In today’s world, with sexuality being trivialized and multinational corporations constantly hunting for new markets, the situation has changed. Mothers are no longer encouraged to renounce their sex appeal. On the contrary, marketing firms do everything they can to sell women products designed to keep them looking young. The imperative to appear youthful ensures that these products (hair dyes, push-up bras, makeup, anti-aging creams, plastic surgery, trendy clothing, etc.) are in constant demand.

This is partly why becoming a mother no longer stands in the way of a woman’s sexualization. And this has given rise to two new cultural phenomena: the cougar and the MILF.

The MILF (Mother I’d Like to Fuck) and the cougar are two distinct concepts. A MILF is a woman who is objectified. A man’s desire is central to the expression: the man is the subject, the “I,” who is acting on the object. The sex drive of the mother in question is not part of the equation.

But while the MILF complies with the stereotype of the passive woman, the concept of the cougar is quite revolutionary.

The cougar is a subject who desires; her sex drive is central to the expression defining her. The image of the “cougar” suggests a predatory relationship. The cougar is no prey; she is a huntress.

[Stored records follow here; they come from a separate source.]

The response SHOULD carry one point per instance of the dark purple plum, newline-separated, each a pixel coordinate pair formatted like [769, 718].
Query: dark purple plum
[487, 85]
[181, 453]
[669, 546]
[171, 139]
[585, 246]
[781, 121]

But even so, does the cougar undermine the cumshot principle? This question deserves a closer look.

The cougar is no longer a spring blossom, but nor is she necessarily a mother. The word simply refers to a woman who is attracted to men significantly younger than she is.

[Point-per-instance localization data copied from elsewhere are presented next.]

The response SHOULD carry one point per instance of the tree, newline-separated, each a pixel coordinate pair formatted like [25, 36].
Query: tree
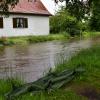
[95, 18]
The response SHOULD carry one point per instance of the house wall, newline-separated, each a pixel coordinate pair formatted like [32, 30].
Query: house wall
[37, 25]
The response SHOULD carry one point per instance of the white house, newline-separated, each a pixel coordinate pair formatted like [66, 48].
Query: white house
[29, 17]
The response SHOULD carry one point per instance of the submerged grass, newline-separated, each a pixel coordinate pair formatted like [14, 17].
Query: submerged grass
[31, 39]
[90, 79]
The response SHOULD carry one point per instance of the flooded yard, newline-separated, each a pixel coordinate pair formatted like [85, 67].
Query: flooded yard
[30, 62]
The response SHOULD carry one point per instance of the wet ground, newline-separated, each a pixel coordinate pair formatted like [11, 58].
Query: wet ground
[30, 62]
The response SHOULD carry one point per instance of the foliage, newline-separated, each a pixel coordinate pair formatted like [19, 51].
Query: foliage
[95, 18]
[64, 22]
[77, 8]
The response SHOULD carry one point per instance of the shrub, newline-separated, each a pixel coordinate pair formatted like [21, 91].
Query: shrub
[62, 21]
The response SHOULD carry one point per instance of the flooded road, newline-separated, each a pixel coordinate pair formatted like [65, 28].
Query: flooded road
[30, 62]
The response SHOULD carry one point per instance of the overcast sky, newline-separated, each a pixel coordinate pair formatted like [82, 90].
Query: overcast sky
[50, 5]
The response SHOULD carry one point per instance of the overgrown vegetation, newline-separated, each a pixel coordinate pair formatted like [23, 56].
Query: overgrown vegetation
[79, 88]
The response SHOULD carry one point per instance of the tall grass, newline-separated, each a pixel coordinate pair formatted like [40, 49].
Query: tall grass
[88, 58]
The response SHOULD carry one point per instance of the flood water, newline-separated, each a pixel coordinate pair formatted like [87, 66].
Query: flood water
[30, 62]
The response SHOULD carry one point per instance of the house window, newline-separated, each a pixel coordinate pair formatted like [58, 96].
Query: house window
[1, 22]
[20, 23]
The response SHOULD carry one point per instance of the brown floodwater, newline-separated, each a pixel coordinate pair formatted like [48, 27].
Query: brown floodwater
[32, 61]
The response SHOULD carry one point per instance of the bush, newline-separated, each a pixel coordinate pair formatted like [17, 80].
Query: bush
[62, 21]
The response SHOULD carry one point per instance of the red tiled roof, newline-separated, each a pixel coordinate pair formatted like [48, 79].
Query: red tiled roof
[30, 7]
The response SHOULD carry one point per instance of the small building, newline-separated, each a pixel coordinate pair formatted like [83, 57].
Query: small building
[28, 17]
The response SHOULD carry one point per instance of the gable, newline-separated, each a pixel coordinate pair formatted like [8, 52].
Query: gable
[30, 7]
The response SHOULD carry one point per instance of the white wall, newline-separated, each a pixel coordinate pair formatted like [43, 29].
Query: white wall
[37, 25]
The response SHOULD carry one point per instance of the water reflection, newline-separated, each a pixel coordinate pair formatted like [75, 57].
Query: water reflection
[30, 62]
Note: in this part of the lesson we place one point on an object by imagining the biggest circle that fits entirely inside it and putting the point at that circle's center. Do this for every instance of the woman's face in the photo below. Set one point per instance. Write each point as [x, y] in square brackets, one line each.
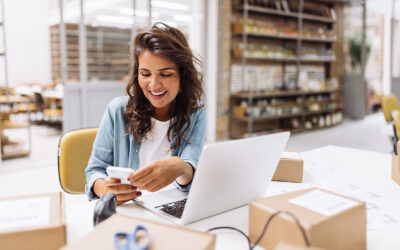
[159, 79]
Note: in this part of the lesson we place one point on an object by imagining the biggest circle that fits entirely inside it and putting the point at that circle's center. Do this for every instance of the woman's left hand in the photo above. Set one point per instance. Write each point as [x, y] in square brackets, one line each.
[161, 173]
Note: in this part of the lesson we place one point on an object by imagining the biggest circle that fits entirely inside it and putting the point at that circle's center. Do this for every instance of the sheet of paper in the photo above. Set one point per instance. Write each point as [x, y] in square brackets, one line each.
[323, 202]
[358, 181]
[382, 212]
[24, 213]
[290, 155]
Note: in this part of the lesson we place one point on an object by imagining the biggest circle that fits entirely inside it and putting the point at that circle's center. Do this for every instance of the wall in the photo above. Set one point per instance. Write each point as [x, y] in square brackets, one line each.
[27, 41]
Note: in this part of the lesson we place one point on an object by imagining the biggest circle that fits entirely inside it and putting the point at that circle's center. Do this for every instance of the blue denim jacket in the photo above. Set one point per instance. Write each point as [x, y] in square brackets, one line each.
[112, 147]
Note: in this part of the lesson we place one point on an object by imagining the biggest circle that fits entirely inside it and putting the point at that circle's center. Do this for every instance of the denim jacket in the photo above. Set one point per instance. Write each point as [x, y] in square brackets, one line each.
[112, 147]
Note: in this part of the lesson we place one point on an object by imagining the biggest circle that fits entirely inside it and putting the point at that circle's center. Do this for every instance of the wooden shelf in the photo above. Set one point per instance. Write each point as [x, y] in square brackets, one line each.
[275, 117]
[271, 59]
[270, 11]
[280, 94]
[108, 51]
[21, 153]
[9, 124]
[286, 37]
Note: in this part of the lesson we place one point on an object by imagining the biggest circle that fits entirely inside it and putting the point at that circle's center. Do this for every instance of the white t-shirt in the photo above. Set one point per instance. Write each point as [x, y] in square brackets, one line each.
[155, 145]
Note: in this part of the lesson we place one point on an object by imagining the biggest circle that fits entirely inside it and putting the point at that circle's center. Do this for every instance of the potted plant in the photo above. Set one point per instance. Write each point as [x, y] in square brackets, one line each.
[354, 89]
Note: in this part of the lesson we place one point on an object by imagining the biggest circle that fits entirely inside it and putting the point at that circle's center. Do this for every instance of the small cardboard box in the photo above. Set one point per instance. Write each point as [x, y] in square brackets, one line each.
[330, 220]
[162, 236]
[290, 168]
[285, 246]
[33, 222]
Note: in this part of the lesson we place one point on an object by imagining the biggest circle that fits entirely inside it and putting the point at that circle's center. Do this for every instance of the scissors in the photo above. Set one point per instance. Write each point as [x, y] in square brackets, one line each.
[126, 241]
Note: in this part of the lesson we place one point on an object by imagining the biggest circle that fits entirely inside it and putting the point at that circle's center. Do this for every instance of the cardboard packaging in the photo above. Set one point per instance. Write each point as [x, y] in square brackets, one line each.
[162, 236]
[396, 166]
[33, 222]
[285, 246]
[330, 221]
[290, 168]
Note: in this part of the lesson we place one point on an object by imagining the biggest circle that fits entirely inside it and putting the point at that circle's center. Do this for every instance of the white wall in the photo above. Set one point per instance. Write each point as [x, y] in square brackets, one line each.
[27, 41]
[384, 8]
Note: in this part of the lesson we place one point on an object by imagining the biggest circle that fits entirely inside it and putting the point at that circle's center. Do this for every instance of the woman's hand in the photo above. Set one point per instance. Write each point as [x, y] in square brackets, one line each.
[161, 173]
[123, 192]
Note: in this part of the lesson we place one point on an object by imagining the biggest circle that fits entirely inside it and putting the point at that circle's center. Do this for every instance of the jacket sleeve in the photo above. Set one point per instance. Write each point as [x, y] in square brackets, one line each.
[102, 152]
[191, 152]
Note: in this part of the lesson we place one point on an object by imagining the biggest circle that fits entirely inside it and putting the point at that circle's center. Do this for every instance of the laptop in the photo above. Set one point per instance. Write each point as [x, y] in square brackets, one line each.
[229, 175]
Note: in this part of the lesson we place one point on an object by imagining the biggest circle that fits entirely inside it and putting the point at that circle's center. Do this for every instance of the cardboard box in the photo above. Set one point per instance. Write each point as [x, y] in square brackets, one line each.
[33, 222]
[396, 165]
[285, 246]
[314, 208]
[290, 168]
[162, 236]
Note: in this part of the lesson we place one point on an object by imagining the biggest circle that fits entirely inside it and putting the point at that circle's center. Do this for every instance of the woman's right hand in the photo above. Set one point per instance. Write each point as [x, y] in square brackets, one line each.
[123, 192]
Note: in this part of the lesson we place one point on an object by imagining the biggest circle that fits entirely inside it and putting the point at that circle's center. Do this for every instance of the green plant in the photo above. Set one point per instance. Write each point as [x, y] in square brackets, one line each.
[355, 47]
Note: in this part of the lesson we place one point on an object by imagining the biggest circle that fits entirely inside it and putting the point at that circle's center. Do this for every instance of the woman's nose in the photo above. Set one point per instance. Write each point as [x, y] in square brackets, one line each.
[154, 82]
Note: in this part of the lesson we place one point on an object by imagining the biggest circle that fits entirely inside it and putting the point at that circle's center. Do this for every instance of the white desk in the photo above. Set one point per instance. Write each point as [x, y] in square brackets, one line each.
[327, 167]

The term entered popular culture around the turn of the millennium to describe celebrities like Demi Moore or Madonna. But New Zealand researchers Zoe Lawton and Paul Callister have traced the expression’s origin to Canada, in the 1980s.2 According to their research, the Vancouver Canucks, a professional hockey team, coined the term to refer to older single women who attended games in the hopes of sleeping with attractive young players. The expression was then picked up by columnist Valerie Gibson of the Toronto Sun in 2001. The following year, Gibson published a book providing tips for older women who want to date younger men. In it, she related her own experiences with men ten to twenty years her junior.

The age difference in Gibson’s case is significant, but it isn’t always so for cougars. A woman may be called a cougar even if she is only a few years older than her partner. In fact, the unusual nature of any relationship involving an older woman and a younger man is quickly remarked on — and amplified. Once, when I was twenty-nine and dating a twenty-five-year-old, an acquaintance compared our “age difference” to that of her own relationship: she was thirty, her partner fifty.

Yet in our culture, men can easily be older than their partner without raising any eyebrows. People may call attention to a large age gap, but not systematically and with less intensity. Why is that?